2 thoughts on “Going Solo.

  1. Kathy–I decided a long time ago if I waited around for people to do stuff with, I would miss out on a lot of the littte joys in life. For years, I didn’t go to Cedar Point, because I had no one to go with me. I decided to go on my own several years ago, and it was AWESOME! Awesome because I didn’t have to listen to anyone bitch about the prices, the wait times, the price of the food, the heat, the humidity, the ticket price, etc. etc.

    Plus, as I get older, I just want to do stuff my way. A friend of mine and I were in Indy yesterday to distribute postcards for my book. It took about two hours or more to go to six places in Broad Ripple. We spent way too much time thrift shopping, and I wanted to go to downtown afterward, but it was obvious my friend didn’t really want to. We made it downtown, but couldn’t find any coffee places or record stores. In contrast, today I dropped off postcards in eight different places in about an hour and a half. Granted, I’m more familiar with Fort Wayne, but I was by myself when I did this. And I think that made all the difference.

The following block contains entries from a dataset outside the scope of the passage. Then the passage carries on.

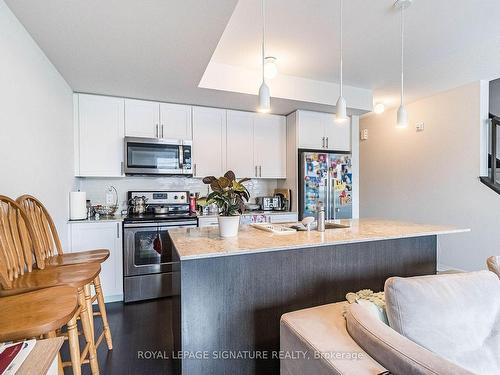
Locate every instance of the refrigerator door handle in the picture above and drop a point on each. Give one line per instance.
(331, 198)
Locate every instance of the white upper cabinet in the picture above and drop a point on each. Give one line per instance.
(99, 131)
(175, 121)
(310, 129)
(270, 145)
(142, 118)
(337, 134)
(240, 144)
(318, 131)
(209, 141)
(157, 120)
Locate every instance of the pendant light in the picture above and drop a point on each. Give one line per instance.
(402, 119)
(264, 93)
(341, 106)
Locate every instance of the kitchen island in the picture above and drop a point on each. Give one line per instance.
(232, 292)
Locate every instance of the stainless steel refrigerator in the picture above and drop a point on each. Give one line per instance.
(325, 177)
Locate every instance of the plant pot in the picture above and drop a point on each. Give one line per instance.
(229, 226)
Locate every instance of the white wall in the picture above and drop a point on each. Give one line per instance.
(494, 108)
(495, 97)
(96, 187)
(432, 176)
(36, 115)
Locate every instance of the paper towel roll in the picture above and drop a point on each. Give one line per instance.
(77, 205)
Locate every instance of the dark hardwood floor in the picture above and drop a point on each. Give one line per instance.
(138, 327)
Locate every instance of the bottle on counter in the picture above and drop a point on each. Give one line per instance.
(321, 217)
(192, 203)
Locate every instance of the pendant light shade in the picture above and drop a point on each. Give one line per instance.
(264, 92)
(402, 118)
(341, 106)
(264, 98)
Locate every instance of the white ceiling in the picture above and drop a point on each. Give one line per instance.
(159, 49)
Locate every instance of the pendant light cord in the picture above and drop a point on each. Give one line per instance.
(341, 50)
(402, 52)
(263, 36)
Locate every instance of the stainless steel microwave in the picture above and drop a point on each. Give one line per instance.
(156, 156)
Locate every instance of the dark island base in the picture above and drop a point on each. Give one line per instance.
(234, 303)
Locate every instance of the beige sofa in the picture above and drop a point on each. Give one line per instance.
(449, 324)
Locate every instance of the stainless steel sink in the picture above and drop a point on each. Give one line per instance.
(336, 226)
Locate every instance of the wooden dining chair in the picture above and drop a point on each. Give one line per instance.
(32, 315)
(54, 256)
(19, 248)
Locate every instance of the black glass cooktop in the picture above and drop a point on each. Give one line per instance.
(160, 217)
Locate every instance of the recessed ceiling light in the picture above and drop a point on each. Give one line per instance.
(379, 108)
(270, 67)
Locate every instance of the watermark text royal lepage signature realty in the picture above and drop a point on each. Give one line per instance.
(246, 354)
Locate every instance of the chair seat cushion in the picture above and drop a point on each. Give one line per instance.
(456, 316)
(36, 313)
(90, 256)
(75, 276)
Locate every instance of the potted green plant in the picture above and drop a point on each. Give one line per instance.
(229, 195)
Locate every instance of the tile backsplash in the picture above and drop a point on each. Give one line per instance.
(96, 187)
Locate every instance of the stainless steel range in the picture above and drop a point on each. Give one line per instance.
(148, 267)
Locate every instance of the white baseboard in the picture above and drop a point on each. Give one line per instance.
(445, 268)
(114, 298)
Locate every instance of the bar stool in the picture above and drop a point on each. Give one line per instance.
(18, 245)
(54, 256)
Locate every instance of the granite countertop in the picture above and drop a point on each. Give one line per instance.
(250, 213)
(194, 243)
(103, 219)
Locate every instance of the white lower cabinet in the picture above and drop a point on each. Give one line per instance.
(102, 235)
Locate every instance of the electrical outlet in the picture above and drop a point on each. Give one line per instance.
(363, 134)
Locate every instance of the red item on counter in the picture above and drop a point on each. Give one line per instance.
(192, 203)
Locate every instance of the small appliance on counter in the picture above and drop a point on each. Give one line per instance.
(268, 203)
(285, 196)
(77, 205)
(149, 268)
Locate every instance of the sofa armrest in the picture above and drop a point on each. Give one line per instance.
(395, 352)
(320, 333)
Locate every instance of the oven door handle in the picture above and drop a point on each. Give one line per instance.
(181, 157)
(177, 224)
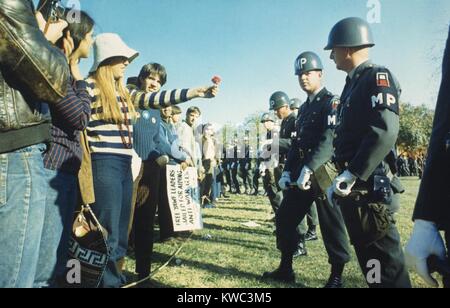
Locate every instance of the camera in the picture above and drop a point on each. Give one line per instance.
(382, 189)
(52, 10)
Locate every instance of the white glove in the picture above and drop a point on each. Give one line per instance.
(425, 241)
(344, 183)
(330, 197)
(303, 181)
(285, 180)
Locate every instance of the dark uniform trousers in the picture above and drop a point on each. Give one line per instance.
(270, 181)
(293, 210)
(447, 240)
(373, 233)
(151, 195)
(234, 176)
(227, 174)
(246, 174)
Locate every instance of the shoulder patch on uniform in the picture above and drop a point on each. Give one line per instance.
(383, 80)
(335, 103)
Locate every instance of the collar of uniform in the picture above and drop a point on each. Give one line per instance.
(292, 115)
(313, 96)
(357, 70)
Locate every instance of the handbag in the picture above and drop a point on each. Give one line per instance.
(88, 245)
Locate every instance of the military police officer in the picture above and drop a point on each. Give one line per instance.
(295, 105)
(245, 164)
(279, 102)
(432, 212)
(364, 141)
(311, 150)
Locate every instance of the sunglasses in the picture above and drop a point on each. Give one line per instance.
(52, 10)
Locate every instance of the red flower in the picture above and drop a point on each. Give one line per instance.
(216, 80)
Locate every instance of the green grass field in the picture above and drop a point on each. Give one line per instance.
(227, 254)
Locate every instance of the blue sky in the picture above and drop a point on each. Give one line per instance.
(252, 44)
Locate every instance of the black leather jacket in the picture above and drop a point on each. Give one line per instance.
(32, 72)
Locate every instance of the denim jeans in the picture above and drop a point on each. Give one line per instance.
(59, 214)
(113, 185)
(23, 188)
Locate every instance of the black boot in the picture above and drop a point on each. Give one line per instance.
(335, 280)
(284, 273)
(280, 275)
(301, 249)
(311, 235)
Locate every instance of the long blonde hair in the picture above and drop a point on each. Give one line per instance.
(107, 91)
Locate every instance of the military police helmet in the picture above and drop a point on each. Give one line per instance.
(295, 103)
(267, 117)
(306, 62)
(350, 32)
(279, 100)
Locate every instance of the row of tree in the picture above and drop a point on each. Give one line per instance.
(416, 123)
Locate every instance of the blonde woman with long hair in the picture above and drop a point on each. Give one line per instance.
(110, 135)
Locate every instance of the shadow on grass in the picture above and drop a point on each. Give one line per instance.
(250, 209)
(233, 242)
(209, 226)
(223, 272)
(218, 216)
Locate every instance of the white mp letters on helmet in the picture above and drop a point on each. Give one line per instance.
(303, 61)
(379, 100)
(332, 119)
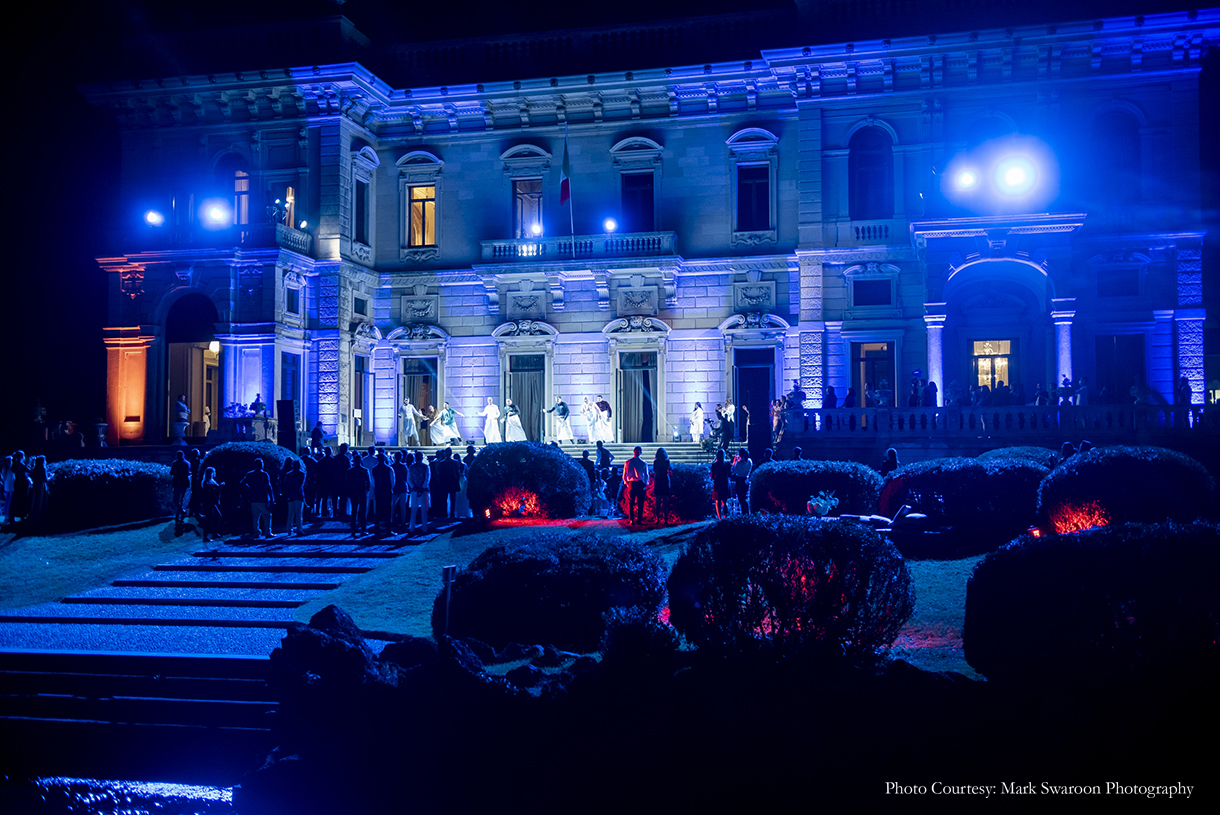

    I pretty much assume I am invisible. I sure feel that way at Lowe’s. So I wear my cargo shorts and t-shirts and pretty much don’t care about how I look anymore. I’d much rather be by myself. If I want to spend 10 hours promoting my book in another city and get home at 3 a.m., that’s my choice. You can bet the next time I go out of town, it will be by myself. So don’t be afraid to do things by yourself. Bring a book, check Facebook, play games on your phone, people watch (always fun, and at a recent festival, I took photos of people with unusual clothes and posted them on my blog and commented on them) or daydream.

  2. MG says:

    Nice piece. I love going to the movies by myself. I started a long time ago when I was working at a bar. My boss was diagnosed with cancer and couldn’t work day to day during a hospital stay and recovery so I started to work days, have two hours off in the evening for dinner, then I’d need to be back at the bar for the night shift. I saw many many movies alone those months. I got smart a week in and began ordering food that would be ready just in time to pick up on my way to the movie. I’d mostly sneak in thai food, sit in mostly empty theaters (week days), and loose myself in whatever movie was playing. Nobody to shush, nobody making small talk… it was all business… I miss that.

    For bands that I really love, I’d much rather see them alone. Watching movies and watching bands to me are not social activities… I really want to get lost in what’s happening. I want it to take me over.